La Corte d’Assise ha sostituito il carcere con i domiciliari. Micarelli è accusato di omicidio volontario per aver ucciso Anton Ciurcimuel durante un inseguimento.
Anton Ciurciumel e Antonio Micarelli
Anton Ciurciumel e Antonio Micarelli

Attenderà la sentenza della Corte d'Assise di Roma da casa Antonio Micarelli, la guardia giurata imputata per l'omicidio volontario di Anton Ciurcimuel e del tentato omicidio dei suoi due complici sorpresi a rubare in un appartamento di via Cassia il 6 febbraio 2025. I giudici hanno disposto che Micarelli lasci il carcere di Civitavecchia e venga messo in custodia cautelare ai domiciliari. La misura è stata ritenuta più proporzionale all'entità del fatto e all'eventuale pena.

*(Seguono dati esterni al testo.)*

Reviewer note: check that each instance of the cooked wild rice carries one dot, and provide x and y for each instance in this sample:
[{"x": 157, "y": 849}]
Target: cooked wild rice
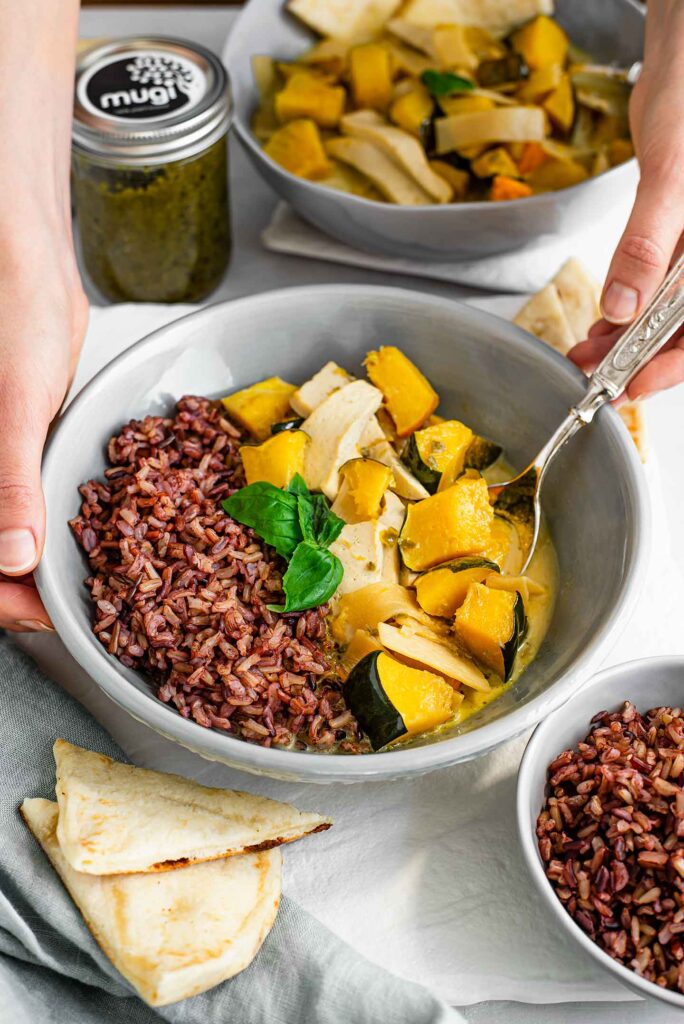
[
  {"x": 611, "y": 836},
  {"x": 180, "y": 590}
]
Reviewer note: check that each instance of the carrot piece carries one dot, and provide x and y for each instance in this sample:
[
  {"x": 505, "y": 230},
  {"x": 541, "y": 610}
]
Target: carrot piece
[
  {"x": 532, "y": 157},
  {"x": 503, "y": 188}
]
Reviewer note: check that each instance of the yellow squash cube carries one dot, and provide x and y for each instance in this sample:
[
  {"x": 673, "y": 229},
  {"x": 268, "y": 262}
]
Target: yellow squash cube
[
  {"x": 298, "y": 147},
  {"x": 451, "y": 523},
  {"x": 257, "y": 408},
  {"x": 371, "y": 72},
  {"x": 306, "y": 95},
  {"x": 276, "y": 460}
]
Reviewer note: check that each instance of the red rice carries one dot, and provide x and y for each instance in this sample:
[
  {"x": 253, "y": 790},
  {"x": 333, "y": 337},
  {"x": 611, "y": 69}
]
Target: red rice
[
  {"x": 179, "y": 589},
  {"x": 611, "y": 837}
]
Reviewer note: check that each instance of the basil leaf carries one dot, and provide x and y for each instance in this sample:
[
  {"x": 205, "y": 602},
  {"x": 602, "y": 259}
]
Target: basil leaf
[
  {"x": 317, "y": 523},
  {"x": 329, "y": 526},
  {"x": 297, "y": 485},
  {"x": 443, "y": 83},
  {"x": 270, "y": 512},
  {"x": 312, "y": 578}
]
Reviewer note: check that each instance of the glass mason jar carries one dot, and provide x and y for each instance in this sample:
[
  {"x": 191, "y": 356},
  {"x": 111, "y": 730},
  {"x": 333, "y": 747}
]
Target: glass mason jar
[{"x": 150, "y": 169}]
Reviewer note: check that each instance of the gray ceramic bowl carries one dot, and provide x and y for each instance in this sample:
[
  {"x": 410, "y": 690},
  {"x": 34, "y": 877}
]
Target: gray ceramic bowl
[
  {"x": 648, "y": 683},
  {"x": 610, "y": 30},
  {"x": 501, "y": 381}
]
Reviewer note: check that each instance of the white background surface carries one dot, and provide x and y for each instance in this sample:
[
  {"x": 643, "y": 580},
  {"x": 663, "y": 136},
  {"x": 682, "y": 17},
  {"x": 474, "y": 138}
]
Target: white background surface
[{"x": 254, "y": 270}]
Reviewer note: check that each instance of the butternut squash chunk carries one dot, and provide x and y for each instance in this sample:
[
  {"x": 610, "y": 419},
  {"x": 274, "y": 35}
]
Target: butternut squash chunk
[
  {"x": 371, "y": 73},
  {"x": 361, "y": 491},
  {"x": 453, "y": 48},
  {"x": 442, "y": 590},
  {"x": 391, "y": 699},
  {"x": 306, "y": 95},
  {"x": 297, "y": 147},
  {"x": 412, "y": 109},
  {"x": 257, "y": 408},
  {"x": 540, "y": 84},
  {"x": 432, "y": 654},
  {"x": 276, "y": 460},
  {"x": 505, "y": 547},
  {"x": 410, "y": 397},
  {"x": 452, "y": 523},
  {"x": 560, "y": 105},
  {"x": 541, "y": 43},
  {"x": 493, "y": 625}
]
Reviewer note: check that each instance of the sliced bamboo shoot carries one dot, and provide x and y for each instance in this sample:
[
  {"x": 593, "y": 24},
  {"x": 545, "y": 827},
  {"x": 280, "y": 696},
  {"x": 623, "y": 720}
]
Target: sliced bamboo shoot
[
  {"x": 432, "y": 654},
  {"x": 505, "y": 124},
  {"x": 382, "y": 171},
  {"x": 400, "y": 146}
]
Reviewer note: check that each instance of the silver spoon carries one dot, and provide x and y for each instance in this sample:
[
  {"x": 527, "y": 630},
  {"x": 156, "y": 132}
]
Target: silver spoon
[{"x": 646, "y": 336}]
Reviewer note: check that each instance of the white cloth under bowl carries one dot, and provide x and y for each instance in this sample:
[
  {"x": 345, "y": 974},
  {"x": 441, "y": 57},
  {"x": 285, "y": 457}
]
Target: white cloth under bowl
[
  {"x": 423, "y": 877},
  {"x": 526, "y": 269}
]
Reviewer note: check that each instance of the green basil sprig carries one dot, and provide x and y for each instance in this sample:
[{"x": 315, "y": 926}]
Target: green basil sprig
[
  {"x": 442, "y": 83},
  {"x": 300, "y": 526}
]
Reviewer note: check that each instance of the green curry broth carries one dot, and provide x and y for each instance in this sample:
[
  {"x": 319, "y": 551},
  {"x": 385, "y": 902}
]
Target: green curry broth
[{"x": 539, "y": 609}]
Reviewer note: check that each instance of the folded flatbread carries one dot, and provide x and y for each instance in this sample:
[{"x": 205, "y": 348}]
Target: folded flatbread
[
  {"x": 544, "y": 315},
  {"x": 116, "y": 818},
  {"x": 497, "y": 15},
  {"x": 177, "y": 934},
  {"x": 352, "y": 19},
  {"x": 579, "y": 294}
]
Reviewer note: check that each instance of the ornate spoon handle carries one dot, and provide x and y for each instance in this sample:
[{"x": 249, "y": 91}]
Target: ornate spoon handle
[{"x": 646, "y": 336}]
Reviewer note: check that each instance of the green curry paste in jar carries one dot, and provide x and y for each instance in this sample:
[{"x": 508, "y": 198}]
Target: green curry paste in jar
[{"x": 150, "y": 170}]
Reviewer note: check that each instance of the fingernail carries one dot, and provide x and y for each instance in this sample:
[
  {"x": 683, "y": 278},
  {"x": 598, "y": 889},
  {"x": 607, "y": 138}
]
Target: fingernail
[
  {"x": 35, "y": 626},
  {"x": 620, "y": 303},
  {"x": 17, "y": 550}
]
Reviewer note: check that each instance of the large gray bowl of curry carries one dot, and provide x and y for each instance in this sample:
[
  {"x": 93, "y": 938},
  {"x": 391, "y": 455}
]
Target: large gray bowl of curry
[
  {"x": 610, "y": 30},
  {"x": 500, "y": 380}
]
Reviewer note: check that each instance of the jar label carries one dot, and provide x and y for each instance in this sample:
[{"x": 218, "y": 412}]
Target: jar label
[{"x": 142, "y": 84}]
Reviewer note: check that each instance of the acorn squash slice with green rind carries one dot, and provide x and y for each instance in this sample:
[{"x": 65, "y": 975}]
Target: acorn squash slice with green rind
[
  {"x": 390, "y": 699},
  {"x": 493, "y": 625},
  {"x": 285, "y": 425},
  {"x": 447, "y": 525},
  {"x": 479, "y": 455},
  {"x": 410, "y": 398},
  {"x": 430, "y": 451},
  {"x": 441, "y": 590}
]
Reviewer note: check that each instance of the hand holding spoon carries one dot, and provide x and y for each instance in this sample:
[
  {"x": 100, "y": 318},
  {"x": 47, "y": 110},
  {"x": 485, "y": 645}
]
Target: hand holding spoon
[{"x": 646, "y": 336}]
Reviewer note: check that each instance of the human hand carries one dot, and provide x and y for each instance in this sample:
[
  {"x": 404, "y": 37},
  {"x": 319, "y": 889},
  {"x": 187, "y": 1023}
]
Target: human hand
[
  {"x": 43, "y": 317},
  {"x": 653, "y": 232}
]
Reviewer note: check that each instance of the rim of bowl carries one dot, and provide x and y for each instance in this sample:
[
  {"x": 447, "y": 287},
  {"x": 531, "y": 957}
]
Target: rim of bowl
[
  {"x": 431, "y": 209},
  {"x": 525, "y": 826},
  {"x": 246, "y": 136},
  {"x": 304, "y": 765}
]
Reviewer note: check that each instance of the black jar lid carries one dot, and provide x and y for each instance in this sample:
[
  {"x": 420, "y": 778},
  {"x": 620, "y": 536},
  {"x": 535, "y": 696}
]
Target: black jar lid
[{"x": 150, "y": 100}]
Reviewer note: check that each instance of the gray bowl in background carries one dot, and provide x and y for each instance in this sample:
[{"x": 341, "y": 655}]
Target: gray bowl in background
[
  {"x": 610, "y": 30},
  {"x": 500, "y": 380},
  {"x": 648, "y": 683}
]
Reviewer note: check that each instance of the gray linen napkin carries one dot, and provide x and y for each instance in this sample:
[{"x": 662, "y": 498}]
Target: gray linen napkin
[{"x": 53, "y": 972}]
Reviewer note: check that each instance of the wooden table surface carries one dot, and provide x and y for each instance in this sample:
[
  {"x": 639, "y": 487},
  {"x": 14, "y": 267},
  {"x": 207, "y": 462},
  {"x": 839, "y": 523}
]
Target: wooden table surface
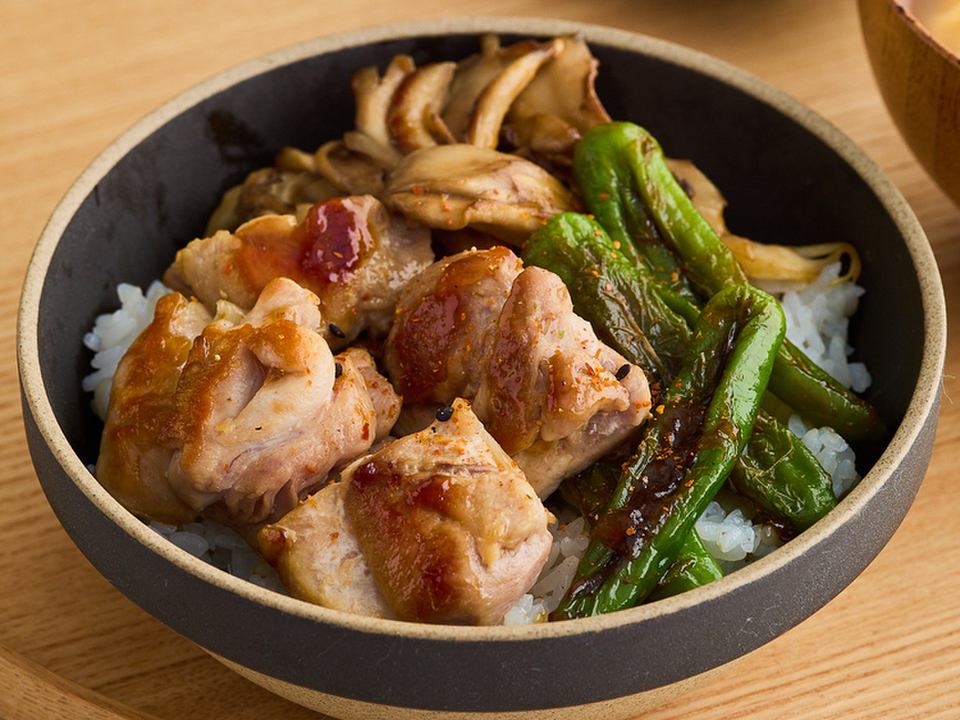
[{"x": 74, "y": 74}]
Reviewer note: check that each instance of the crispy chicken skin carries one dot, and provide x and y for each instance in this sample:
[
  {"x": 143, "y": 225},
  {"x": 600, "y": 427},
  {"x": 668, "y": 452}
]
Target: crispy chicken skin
[
  {"x": 351, "y": 252},
  {"x": 315, "y": 552},
  {"x": 479, "y": 326},
  {"x": 555, "y": 396},
  {"x": 236, "y": 418},
  {"x": 451, "y": 529},
  {"x": 134, "y": 452},
  {"x": 443, "y": 319},
  {"x": 264, "y": 411}
]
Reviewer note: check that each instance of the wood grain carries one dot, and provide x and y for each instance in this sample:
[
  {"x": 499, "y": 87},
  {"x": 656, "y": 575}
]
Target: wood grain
[{"x": 75, "y": 74}]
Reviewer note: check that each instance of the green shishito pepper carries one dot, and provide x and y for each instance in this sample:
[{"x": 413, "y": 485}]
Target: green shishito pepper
[
  {"x": 686, "y": 455},
  {"x": 622, "y": 301},
  {"x": 706, "y": 261},
  {"x": 590, "y": 491},
  {"x": 620, "y": 297}
]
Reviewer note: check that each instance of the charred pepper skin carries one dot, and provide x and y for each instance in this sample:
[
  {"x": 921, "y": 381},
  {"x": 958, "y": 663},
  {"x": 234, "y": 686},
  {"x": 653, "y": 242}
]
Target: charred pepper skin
[
  {"x": 603, "y": 169},
  {"x": 590, "y": 491},
  {"x": 622, "y": 300},
  {"x": 776, "y": 472},
  {"x": 686, "y": 456},
  {"x": 710, "y": 266}
]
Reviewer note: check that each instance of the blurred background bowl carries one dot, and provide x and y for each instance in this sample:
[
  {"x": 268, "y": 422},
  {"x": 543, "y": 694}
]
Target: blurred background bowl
[
  {"x": 788, "y": 175},
  {"x": 918, "y": 73}
]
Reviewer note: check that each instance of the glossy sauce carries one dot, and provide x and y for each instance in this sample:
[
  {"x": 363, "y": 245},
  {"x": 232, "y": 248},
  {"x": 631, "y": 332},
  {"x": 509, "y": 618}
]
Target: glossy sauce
[{"x": 322, "y": 251}]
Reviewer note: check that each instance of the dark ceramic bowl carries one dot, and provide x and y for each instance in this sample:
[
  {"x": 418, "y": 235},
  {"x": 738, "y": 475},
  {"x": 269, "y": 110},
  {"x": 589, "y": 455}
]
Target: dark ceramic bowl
[{"x": 787, "y": 174}]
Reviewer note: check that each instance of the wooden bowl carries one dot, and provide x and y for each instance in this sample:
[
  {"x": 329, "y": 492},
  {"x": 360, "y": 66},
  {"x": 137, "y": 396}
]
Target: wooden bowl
[
  {"x": 788, "y": 175},
  {"x": 919, "y": 79}
]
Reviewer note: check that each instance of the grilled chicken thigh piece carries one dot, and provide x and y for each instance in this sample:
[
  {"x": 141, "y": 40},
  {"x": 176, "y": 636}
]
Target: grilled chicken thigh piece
[
  {"x": 451, "y": 529},
  {"x": 315, "y": 552},
  {"x": 351, "y": 252},
  {"x": 134, "y": 453},
  {"x": 478, "y": 326},
  {"x": 554, "y": 396},
  {"x": 264, "y": 411},
  {"x": 444, "y": 316}
]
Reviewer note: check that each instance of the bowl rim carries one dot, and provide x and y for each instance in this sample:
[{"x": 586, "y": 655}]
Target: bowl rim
[
  {"x": 923, "y": 400},
  {"x": 905, "y": 9}
]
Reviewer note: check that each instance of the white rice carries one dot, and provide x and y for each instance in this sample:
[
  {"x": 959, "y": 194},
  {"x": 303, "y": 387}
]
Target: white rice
[
  {"x": 817, "y": 322},
  {"x": 113, "y": 333}
]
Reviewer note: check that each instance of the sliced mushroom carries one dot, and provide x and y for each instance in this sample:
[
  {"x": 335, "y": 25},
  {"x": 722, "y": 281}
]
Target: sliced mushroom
[
  {"x": 494, "y": 102},
  {"x": 413, "y": 116},
  {"x": 373, "y": 96},
  {"x": 763, "y": 262},
  {"x": 558, "y": 105},
  {"x": 450, "y": 187}
]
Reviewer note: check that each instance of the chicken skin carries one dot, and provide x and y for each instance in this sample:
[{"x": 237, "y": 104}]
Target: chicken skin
[
  {"x": 350, "y": 252},
  {"x": 134, "y": 454},
  {"x": 478, "y": 326},
  {"x": 449, "y": 526},
  {"x": 318, "y": 559},
  {"x": 244, "y": 419}
]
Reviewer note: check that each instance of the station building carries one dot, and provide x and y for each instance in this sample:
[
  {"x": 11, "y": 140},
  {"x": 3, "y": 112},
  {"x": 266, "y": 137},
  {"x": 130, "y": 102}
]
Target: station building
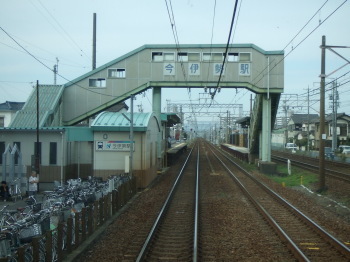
[{"x": 65, "y": 112}]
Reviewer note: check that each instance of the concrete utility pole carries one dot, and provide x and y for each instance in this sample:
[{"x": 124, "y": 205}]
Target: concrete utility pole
[
  {"x": 37, "y": 148},
  {"x": 55, "y": 71},
  {"x": 322, "y": 181},
  {"x": 308, "y": 119},
  {"x": 94, "y": 43},
  {"x": 323, "y": 75},
  {"x": 335, "y": 98}
]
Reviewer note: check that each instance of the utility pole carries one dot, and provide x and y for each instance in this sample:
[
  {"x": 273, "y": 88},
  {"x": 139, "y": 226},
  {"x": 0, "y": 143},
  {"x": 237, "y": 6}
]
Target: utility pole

Infatti, l'ipotesi di una condanna all'ergastolo per Micarelli è esclusa in quanto è stato concesso il rito abbreviato e nel corso della prima udienza a marzo, su richiesta dei legali della difesa, era stata annullata la citazione a giudizio per le aggravanti.

Escluso l'ergastolo per Antonio Micarelli

Come riportato da Il Messaggero, la notizia dell'impossibilità di una condanna a vita per il vigilante che con un colpo di pistola ha ucciso Anton Ciurciumel aveva sconvolto a tal punto la madre del 24enne da provocarle un malore. Oltre alla freddezza dell'omicidio, i familiari del ragazzo che quel pomeriggio stava svaligiando un appartamento al primo piano, contestano il fatto che Micarelli non abbia neanche provato a salvarlo chiamando i soccorsi e non si sia mai pentito del suo gesto.

Nel corso dei vari interrogatori e anche in aula Micarelli ha sempre sostenuto di aver sparato per terra e di essersi mosso per legittima difesa dopo che i ladri avevano provato prima a colpirlo con una mazza ferrata e poi a investirlo con la loro Mercedes. Ma, come evidenziato anche nell'ordinanza di custodia cautelare in carcere emessa dalla giudice per le indagini preliminari Rosalba Liso, le telecamere di sicurezza della zona lo hanno ripreso mentre si avvicina ai ladri e all'auto con il braccio alzato e ben puntato verso di loro. Atteggiamento "da giustiziere", come riportato nell'ordinanza, che dimostrerebbe il chiaro intento di uccidere.

Le ricostruzioni della procura sull'omicidio di Ciurciumel

Secondo le ricostruzioni dei pubblici ministeri Giuseppe Cascini e Fabio Santoni, Antonio Micarelli era appena rientrato a casa, in via Cassia 1004, dal lavoro quando ha sentito dei rumori provenire da un'appartamento al primo piano di proprietà di una signora anziana. A quel punto ha bussato e suonato al campanello senza avere risposta. Ad accorgersi dei rapinatori in fuga sarebbe stata la figlia, che avvisa il padre il quale impugna la pistola si lancia all'inseguimento pochi minuti prima delle 19.

Per tre volte, dice la procura, la guardia giurata avrebbe provato a colpire i ladri. In un primo tentativo, come mostrato dalle immagini, ha inseguito uno di loro e sparandogli contro ad altezza uomo. Il ladro, però, ha scavalcato un cancello ed è riuscito a scappare. A quel punto Micarelli è tornato verso la macchina su cui intanto era salito uno dei rapinatori e, anziché puntare alle gomme o sparare in aria, ha puntato l'arma verso lo sportello lato guida dov'era salito l'uomo. Anche in questo caso il rapinatore è riuscito a scappare. Durante il terzo tentativo, invece, ha sparato contro Ciurciumel, che provava ad allontanarsi, colpendolo alla testa. Le telecamere lo inquadrano mentre si avvicina al corpo e viene poi raggiunto dalla figlia, a cui avrebbe detto di chiamare un avvocato.

Il processo stabilirà con quale intenzione Micarelli ha sparato verso il 24enne. Nel frattempo gli altri due rapinatori, Salvatore Di Giovanni di 36 anni e Elvis Radu di 25, sono stati condannati con rito abbreviato in primo grado a sei e tre anni e mezzo di carcere.